Workplace safety highlighted at Day of Mourning ceremony

Saturday’s annual Day of Mourning ceremony in Williams Lake will be dedicated to the two workers who lost their lives.

Saturday’s annual Day of Mourning ceremony in Williams Lake will be dedicated to the two workers who lost their lives during the Babine Forest Products mill explosion in Burns Lake in January.

“Carl Charlie and Robert Luggi, two First Nations individuals, were well connected with their community.

“We are going to dedicate the ceremony to them.

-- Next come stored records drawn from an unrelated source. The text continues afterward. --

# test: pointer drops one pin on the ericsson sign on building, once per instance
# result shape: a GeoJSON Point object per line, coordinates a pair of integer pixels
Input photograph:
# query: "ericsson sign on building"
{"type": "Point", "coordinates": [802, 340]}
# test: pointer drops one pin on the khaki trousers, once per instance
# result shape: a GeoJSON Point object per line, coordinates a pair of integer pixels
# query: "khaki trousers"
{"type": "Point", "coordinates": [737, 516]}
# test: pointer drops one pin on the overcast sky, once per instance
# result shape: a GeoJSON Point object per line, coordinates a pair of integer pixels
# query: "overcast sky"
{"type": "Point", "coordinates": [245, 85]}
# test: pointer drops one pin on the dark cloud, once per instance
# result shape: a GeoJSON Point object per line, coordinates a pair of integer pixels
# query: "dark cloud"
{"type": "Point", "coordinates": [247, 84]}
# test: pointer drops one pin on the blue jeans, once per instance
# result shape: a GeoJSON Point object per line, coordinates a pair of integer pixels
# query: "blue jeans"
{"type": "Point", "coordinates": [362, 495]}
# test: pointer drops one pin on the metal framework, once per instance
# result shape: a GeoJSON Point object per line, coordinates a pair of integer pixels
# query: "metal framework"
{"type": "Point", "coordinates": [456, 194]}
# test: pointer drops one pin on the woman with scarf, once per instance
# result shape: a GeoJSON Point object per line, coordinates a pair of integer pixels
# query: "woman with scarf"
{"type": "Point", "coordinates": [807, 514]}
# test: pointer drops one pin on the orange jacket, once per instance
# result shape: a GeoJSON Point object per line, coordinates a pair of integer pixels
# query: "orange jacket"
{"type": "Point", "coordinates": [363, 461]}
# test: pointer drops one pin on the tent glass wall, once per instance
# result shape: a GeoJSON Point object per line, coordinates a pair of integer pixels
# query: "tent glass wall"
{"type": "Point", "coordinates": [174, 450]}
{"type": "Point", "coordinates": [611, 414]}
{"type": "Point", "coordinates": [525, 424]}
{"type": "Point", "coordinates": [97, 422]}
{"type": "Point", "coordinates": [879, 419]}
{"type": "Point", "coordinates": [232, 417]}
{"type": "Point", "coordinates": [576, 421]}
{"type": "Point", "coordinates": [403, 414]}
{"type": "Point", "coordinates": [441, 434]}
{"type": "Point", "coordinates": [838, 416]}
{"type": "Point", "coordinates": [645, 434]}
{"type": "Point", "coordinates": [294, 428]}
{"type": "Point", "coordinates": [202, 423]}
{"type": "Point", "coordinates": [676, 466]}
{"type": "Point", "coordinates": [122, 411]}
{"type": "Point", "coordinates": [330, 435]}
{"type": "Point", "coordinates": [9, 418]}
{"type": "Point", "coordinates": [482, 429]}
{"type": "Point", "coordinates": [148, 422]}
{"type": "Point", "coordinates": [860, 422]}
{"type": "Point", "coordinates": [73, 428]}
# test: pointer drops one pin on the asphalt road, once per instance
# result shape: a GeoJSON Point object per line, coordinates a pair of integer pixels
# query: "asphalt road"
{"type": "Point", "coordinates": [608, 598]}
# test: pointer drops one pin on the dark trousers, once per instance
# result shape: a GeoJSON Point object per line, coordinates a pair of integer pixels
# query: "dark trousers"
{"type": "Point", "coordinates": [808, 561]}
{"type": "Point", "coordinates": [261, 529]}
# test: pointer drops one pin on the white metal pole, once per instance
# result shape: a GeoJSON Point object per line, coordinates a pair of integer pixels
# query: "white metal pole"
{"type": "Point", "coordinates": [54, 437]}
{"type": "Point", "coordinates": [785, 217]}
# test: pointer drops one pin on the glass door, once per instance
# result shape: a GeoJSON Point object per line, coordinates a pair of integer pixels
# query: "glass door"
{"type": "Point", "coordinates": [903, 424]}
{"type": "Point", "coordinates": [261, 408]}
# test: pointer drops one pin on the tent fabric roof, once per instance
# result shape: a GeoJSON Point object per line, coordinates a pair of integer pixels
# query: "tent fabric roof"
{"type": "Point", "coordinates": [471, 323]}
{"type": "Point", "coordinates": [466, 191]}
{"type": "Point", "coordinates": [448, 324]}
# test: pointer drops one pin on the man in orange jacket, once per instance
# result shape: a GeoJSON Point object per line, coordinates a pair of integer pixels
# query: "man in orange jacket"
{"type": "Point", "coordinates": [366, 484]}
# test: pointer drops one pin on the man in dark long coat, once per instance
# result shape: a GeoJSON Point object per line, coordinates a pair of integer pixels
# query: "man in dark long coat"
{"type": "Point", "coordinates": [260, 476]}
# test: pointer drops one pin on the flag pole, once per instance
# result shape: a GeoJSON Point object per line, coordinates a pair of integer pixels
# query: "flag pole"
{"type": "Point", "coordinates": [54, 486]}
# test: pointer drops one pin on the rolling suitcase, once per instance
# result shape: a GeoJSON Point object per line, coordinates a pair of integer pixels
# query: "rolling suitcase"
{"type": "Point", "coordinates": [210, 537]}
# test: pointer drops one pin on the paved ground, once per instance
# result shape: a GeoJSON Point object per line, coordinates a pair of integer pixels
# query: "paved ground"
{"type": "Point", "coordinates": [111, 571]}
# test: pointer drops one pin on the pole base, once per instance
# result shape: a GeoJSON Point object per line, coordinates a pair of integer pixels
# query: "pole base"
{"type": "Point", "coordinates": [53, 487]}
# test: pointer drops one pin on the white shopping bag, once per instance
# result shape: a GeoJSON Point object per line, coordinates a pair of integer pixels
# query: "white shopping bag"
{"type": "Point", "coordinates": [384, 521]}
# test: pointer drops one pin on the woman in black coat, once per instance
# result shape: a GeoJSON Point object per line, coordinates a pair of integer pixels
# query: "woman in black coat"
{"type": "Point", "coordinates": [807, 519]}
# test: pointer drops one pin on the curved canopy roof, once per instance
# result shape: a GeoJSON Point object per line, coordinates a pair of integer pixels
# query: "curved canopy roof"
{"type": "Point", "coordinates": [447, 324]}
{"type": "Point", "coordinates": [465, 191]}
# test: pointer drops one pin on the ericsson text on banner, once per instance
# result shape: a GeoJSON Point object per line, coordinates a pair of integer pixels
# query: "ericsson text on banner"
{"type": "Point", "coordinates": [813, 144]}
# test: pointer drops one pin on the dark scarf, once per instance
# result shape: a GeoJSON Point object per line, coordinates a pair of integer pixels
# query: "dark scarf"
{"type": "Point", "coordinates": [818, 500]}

Burns Lake is having a very large ceremony and theirs is going to be dedicated to the two of them obviously,” says Eric Freeston, chair for the Day of Mourning in Williams Lake, and member of the United Steelworkers — Local 1-425.

Freeston says the day is not about pointing fingers at industry, but about the fact that safety on the workplace affects everyone.

“I think the best way to deal with safety at the workplace is to lobby government for stronger legislation, instead of de-regulations that we’ve been seeing.”

Last week city council voted in favour of proclaiming Saturday April 28, 2012 as a Day of Mourning, giving authorization to fly the flag at half mast.

Citing statistics, Freeston points out that since 2000 there have been 10,000 fatalities on the job in Canada.

In 2011 there were 142 work-related deaths in B.C., and three of those were in the Cariboo.

“That’s the reason why it’s absolutely necessary that we mark the Day of Mourning on an annual basis to remind people that safety is everyone’s concern.”

An accident-free place might be a tough target to achieve, but continuing to strive for that goal is crucial.

When one employee dies, there’s a ripple effect into the community where that person lives.

“I think what happened up in Burns Lake brings home that point very clearly.

“That’s two fatalities in B.C. already and we’re only part way through the year.”

Freeston also advocates for educating workers, especially younger ones, about their rights to a safe work place.

“They need to know that they can legally refuse to do anything that compromises their safety and if they do that, they can’t be fired.”

That goes for seniors, too, who might be afraid they may lose their jobs and take unnecessary risks, he adds.

This Saturday’s event takes place at 11 a.m. at  Williams Lake’s city hall.